Build a generic priority queue indexed by key:

type IndexedPQ[K comparable, V any] struct { /* unexported */ }

func New[K comparable, V any](less func(a, b V) bool) *IndexedPQ[K, V]
func (p *IndexedPQ[K, V]) Push(k K, v V) bool   // false if k already present
func (p *IndexedPQ[K, V]) Update(k K, v V) bool // false if k not present
func (p *IndexedPQ[K, V]) Cancel(k K) bool      // false if k not present
func (p *IndexedPQ[K, V]) Pop() (K, V, bool)
func (p *IndexedPQ[K, V]) Peek() (K, V, bool)
func (p *IndexedPQ[K, V]) Len() int

Requirements:

  • All mutating operations are O(log n) plus the map lookup.
  • The internal map[K]int of slice indices stays consistent across every Swap.
  • After Pop or Cancel, the same key may be re-pushed.

Verify:

  • Property test: 100k random Push/Update/Cancel/Pop operations on K=string, V=int. After each step, Peek returns the smallest-V key in the queue (compare against a brute-force reference).
  • Benchmark Update against the "push fresh, skip stale" pattern used in middle.md §4 Dijkstra.
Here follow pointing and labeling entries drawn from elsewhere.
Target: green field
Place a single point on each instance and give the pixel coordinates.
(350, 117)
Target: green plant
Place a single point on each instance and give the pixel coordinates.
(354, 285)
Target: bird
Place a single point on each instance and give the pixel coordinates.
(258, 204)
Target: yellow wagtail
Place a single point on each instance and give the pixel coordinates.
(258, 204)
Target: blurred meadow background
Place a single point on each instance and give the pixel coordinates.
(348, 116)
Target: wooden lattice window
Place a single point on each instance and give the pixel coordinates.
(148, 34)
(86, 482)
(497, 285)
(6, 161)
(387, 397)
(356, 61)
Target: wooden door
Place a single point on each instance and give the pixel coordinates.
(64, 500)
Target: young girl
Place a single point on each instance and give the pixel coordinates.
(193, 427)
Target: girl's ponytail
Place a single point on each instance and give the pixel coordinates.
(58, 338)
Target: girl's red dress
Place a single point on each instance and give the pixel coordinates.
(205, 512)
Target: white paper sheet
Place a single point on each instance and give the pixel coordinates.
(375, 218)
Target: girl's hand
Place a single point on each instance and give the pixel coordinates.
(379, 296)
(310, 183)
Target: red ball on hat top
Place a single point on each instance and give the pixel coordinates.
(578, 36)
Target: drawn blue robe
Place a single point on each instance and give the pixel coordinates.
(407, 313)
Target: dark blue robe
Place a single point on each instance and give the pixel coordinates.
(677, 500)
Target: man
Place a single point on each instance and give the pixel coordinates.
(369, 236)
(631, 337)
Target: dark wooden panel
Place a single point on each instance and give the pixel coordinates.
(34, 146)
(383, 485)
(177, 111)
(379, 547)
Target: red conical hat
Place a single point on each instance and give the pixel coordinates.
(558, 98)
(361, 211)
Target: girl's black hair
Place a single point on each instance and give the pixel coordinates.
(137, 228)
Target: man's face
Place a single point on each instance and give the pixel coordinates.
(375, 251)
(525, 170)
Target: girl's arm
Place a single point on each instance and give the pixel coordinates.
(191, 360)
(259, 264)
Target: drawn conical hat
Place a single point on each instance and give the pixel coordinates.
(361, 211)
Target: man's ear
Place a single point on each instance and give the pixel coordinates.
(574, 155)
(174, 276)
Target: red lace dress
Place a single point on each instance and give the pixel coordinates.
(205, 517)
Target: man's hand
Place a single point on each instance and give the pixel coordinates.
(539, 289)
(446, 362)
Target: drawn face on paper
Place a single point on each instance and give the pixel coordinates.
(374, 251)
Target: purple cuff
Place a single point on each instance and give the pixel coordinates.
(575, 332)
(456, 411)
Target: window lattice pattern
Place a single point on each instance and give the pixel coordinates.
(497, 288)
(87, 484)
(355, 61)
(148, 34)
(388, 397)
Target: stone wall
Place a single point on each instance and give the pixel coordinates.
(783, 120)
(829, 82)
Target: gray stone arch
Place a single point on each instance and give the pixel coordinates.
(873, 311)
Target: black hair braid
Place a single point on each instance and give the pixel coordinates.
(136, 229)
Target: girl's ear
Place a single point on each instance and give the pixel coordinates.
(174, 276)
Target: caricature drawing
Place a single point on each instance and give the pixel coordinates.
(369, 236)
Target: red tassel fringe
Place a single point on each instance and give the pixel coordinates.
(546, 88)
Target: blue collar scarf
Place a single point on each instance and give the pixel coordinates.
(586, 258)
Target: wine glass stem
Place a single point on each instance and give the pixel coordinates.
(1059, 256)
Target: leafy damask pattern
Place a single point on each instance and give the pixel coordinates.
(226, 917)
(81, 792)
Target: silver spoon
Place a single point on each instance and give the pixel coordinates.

For dense graphs, the indexed variant should win on Update-heavy workloads.

Bonus — Hashed timer wheel for high cancellation rates

Reimplement Task 5's Scheduler using a hashed timer wheel: a fixed number of buckets (e.g., 512), each holding a list of timers scheduled within that wheel-slot's time range. The current slot advances on each tick.

type WheelScheduler struct { /* unexported */ }

func New(tick time.Duration, slots int) *WheelScheduler
func (s *WheelScheduler) Schedule(d time.Duration, f func()) *Job
func (s *WheelScheduler) Cancel(j *Job)
func (s *WheelScheduler) Stop()

Requirements:

  • Schedule is O(1) average (it appends to a bucket's list).
  • Cancel is O(1) — keep a *list.Element reference inside the Job for in-place removal.
  • The wheel handles deadlines beyond tick * slots by storing a "rounds remaining" counter that decrements each time the slot is visited.

Verify:

  • Same workload as Task 5 (10k jobs, 50% cancelled). Compare scheduling latency, cancel latency, and fire-lateness P99 against the heap-based scheduler.
  • Memory: the wheel uses slots lists; the heap uses one slice. Document the memory crossover point.